We are writing with a message of support for our community. Next week, October 1-8, is Mental Health Awareness Week, and we wanted to take this opportunity to invite our entire campus to keep mental wellness and looking out for one another in sharp focus.
Mental health research literature has shown that the frequency and severity of concerns among college students nationwide has increased over the last 10-15 years. One of our campuswide priorities is to build a connected community of care that supports the success and well-being of students, faculty, and staff. That means checking on friends and colleagues, being mindful of our own mental wellness, and sharing and seeking campus resources.
Campus ActionsOur campus community is already doing important work on mental health awareness and suicide prevention. The Counseling Center is in the process of launching the T.E.R.P.S. for Terps Suicide Prevention Program, which is designed to equip faculty and staff with the knowledge and tools that they need to respond to students in distress with care and compassion. The officers in the University of Maryland Police Department are undergoing training to better recognize and respond to mental health issues, and they are actively working in close collaboration with the leadership in the Counseling Center to develop a program that would allow for mental health professionals to respond to mental emergencies on campus along with the police.

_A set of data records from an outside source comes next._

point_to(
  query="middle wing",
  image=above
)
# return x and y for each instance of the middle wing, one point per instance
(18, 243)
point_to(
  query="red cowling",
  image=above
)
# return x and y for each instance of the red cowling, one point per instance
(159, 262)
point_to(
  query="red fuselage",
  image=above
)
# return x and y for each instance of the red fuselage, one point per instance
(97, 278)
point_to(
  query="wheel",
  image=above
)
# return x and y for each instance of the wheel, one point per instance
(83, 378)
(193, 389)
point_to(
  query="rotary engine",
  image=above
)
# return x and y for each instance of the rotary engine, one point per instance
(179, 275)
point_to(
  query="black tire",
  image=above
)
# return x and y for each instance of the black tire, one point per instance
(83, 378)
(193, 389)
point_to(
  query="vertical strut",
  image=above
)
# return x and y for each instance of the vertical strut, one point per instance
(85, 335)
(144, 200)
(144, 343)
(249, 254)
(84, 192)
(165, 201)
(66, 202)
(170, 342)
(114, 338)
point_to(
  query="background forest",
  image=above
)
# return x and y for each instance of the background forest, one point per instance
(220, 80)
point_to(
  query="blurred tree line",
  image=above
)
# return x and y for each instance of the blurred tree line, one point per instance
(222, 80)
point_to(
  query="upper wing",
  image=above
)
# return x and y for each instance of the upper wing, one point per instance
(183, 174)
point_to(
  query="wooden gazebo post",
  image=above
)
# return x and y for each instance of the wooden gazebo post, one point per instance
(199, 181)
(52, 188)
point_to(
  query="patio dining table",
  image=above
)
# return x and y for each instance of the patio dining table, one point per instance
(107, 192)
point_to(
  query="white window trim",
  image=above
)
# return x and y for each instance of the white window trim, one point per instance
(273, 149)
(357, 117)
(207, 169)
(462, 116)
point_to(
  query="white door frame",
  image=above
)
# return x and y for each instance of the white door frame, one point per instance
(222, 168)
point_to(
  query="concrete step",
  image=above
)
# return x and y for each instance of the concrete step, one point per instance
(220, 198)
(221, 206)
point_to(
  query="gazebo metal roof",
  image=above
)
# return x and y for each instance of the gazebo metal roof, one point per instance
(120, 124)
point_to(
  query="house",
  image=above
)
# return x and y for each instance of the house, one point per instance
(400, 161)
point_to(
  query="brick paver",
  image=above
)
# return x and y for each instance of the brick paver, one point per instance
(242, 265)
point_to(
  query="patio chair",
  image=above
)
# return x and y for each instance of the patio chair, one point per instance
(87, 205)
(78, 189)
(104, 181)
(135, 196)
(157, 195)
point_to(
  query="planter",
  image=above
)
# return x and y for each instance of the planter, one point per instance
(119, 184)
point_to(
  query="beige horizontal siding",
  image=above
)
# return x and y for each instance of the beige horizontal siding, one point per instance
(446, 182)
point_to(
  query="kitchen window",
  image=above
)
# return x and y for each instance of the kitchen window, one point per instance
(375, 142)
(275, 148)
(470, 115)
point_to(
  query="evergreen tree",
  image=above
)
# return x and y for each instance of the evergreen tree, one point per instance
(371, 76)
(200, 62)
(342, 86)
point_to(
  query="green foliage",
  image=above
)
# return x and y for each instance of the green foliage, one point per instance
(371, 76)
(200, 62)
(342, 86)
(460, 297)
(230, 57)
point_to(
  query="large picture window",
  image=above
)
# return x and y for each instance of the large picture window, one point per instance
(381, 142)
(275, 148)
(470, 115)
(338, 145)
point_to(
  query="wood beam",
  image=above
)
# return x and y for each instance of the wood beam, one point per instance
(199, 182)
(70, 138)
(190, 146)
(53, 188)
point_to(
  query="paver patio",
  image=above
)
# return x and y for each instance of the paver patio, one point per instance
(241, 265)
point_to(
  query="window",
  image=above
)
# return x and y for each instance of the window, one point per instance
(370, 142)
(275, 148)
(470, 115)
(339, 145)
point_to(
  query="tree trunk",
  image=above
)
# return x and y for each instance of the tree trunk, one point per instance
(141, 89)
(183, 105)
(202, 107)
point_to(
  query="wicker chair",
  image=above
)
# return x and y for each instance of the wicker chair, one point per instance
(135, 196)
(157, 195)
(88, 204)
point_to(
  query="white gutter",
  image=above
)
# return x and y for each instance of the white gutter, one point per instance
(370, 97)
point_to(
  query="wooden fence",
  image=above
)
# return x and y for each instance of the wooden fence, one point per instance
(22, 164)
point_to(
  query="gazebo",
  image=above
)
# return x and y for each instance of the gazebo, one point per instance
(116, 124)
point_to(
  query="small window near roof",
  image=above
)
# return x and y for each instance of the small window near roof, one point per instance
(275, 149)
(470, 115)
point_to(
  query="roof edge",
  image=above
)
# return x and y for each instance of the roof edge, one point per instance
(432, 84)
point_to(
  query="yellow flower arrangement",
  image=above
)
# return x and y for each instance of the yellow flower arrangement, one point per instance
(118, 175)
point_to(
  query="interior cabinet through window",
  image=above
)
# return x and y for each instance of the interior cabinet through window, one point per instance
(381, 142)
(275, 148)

We are grateful that many of our students and student groups play a role in demonstrating a united front, reducing stigma, and advocating for resources. Groups like Multi-Ethnic Mental Health Organization (M.E.M.O.), Active Minds at Maryland, Lean on Me College Park, Help Center and SKY at UMD are all available to our students.
On Saturday, October 1, the Maryland and Michigan State football teams will wear green ribbons on their uniforms to raise awareness of mental health issues. We thank everyone seeking to create our community of care.
What We Can DoCaring for our mental health can take the form of engaging in behaviors and habits that promote wellness, such as getting adequate sleep, being social, exercising, and other activities as outlined in the Healthy Mind Platter.
We all struggle. When you or someone you know needs help, it’s important to remember to See Something, Say Something, Do Something.
- SEE SOMETHING: Pay attention to signs of distress such as sadness, loneliness, anxiety, disconnection, etc. in yourself and your friends
- SAY SOMETHING: Share your struggles or express concern to your friend about their struggles
- DO SOMETHING: Seek support for yourself or help your friend get connected to support
Available Campus ResourcesThe Counseling Center offers a wide range of free and confidential mental health services to the campus. These services are available now and can be accessed when you need them. In addition, urgent services can be accessed on a 24/7 basis by walking in to meet with our on-call team during business hours or by calling 301-314-7651 to connect with a mental health clinician after hours.
The Dean of Students Office and the University Health Center also offer important services to help support you. Additionally, the Mental Health Coalition has planned many activities for you throughout Mental Health Awareness Week.
Please know that you are not alone. Every member of our campus community can benefit from taking advantage of these resources. The more we care for ourselves and for those around us, the stronger we become as a community.